Acquiring the Costumes
You can begin pulling costumes as soon as you have an approach to your production. Feel free to dress up the forms in clothing to assist you in the revision of sketches and final renderings. All costume storage areas are located in Dillingham Center. These areas are locked; keys are kept in the costume shop. Please do not bring food and drink into these areas. It is best to begin pulling clothing by category (dresses, suits, shoes, etc.) rather than by character. Any mess that you create you will be expected to clean up. Please try to leave stock cleaner than you found it.
A rack in the costume shop will be assigned to your show. Character dividers can be labeled and you can begin to store any items you have pulled.
Please see the costume shop manager for complete information about purchasing. If you need transportation, shopping trips can be arranged. Manual checks are available for purchasing items in the area. They have a value of $500 and must be accompanied by a receipt. Remember, Ithaca College is a tax exempt institution and does not pay sales tax. If sales tax is paid, it cannot be reimbursed. Tax exempt certificates are available from the coordinator of theatre operations to present to vendors when making manual check and cash purchases.

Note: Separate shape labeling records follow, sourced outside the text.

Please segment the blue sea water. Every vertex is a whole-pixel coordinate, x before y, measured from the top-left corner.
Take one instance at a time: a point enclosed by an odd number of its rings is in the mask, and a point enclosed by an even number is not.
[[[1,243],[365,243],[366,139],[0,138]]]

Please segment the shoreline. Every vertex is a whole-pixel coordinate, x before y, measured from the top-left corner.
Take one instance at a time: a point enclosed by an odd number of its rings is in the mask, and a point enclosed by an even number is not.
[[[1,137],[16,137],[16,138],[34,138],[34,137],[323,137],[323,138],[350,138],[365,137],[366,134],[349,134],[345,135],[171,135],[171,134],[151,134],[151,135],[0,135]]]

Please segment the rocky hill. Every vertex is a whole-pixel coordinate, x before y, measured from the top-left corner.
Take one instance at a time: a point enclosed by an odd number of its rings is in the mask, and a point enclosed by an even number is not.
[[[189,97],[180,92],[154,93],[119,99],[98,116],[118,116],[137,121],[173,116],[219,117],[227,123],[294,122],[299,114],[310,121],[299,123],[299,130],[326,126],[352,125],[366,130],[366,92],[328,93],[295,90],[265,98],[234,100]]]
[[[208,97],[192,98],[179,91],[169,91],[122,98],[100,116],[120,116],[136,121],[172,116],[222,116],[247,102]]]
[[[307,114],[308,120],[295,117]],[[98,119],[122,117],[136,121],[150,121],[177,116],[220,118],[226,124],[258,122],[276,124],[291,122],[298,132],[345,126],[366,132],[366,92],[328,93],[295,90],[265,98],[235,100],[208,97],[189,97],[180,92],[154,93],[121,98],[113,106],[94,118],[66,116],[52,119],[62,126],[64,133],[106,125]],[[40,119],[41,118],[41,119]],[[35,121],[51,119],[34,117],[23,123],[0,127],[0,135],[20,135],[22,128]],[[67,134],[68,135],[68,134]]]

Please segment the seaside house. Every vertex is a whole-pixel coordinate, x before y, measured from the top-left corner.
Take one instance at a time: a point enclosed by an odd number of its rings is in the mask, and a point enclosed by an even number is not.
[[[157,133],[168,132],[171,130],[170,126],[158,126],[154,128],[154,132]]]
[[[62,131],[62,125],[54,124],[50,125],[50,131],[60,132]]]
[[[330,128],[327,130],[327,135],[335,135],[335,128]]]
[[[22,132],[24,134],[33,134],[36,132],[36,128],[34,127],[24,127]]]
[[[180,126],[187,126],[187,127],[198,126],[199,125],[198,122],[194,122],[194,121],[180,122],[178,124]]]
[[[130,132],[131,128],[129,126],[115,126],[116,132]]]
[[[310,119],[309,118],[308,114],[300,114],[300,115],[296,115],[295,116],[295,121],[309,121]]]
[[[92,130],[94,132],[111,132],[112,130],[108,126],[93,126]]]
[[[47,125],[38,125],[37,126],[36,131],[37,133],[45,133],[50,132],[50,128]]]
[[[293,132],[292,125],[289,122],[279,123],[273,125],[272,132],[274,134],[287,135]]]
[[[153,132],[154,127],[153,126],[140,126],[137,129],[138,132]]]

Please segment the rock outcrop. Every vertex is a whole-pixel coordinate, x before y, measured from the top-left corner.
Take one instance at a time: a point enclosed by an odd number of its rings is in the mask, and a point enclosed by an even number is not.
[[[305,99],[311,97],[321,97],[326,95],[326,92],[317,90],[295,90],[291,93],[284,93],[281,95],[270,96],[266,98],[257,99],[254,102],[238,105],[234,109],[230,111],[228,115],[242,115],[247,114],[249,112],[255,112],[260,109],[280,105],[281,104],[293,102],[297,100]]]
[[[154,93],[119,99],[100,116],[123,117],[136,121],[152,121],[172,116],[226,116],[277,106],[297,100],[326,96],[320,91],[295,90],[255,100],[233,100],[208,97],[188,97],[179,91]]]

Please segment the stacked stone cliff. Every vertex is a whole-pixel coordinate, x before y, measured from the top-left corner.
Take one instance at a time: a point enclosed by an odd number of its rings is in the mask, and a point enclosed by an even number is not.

Catalogues are kept in the costume shop and items can be ordered from them or on-line. Remember to allow time for delivery.
All rental arrangements will be made with the costume shop. If at all possible, arrangements will be made for you to view these items prior to establishing any agreements.
The decision to build costumes is made in cooperation with the faculty costume designer and the costume shop manager. A colored rendering is required, research that illustrates cut, drape and style is helpful, and patterns (contemporary or period) are welcomed. The costume designer is responsible for the purchase and preparation of all fabric and trim. The costume designer should be fully prepared to discuss the rendering with the costume shop manager prior to construction. You are welcome to participate in the construction of any or all costumes.
As costume designer you are expected to be at all fittings.
As costume designer it is expected that you will be an active member in the costume shop. As you work on your show you may add things to the ‘to-do’ list. Likewise, you will find things ‘to-do’ on this list. Remember—any mess you make, you will be expected to clean up.
As costume designer, you are entitled to a key to the costume shop. As a holder of a key, you will be responsible for anything that happens while you are in the shop. The costume shop policy requires that you do not work alone (bring a friend along even if they just sit and read) and that you do not work past 9:00 p.m.
As costume designer you are expected to work within your budget. You must work with the costume shop manager to maintain accurate, up-to-date budget information.
The breakaway dress and the suit that lights up are examples of costumes that do tricks. You must first discuss the expectations for these tricky costumes with your director(s). Discuss options with the costume shop manager in order to find/buy/rent/build these items.
PLEASE REMEMBER: The design process is collaborative. Asking questions and sharing ideas is the key to a successful project.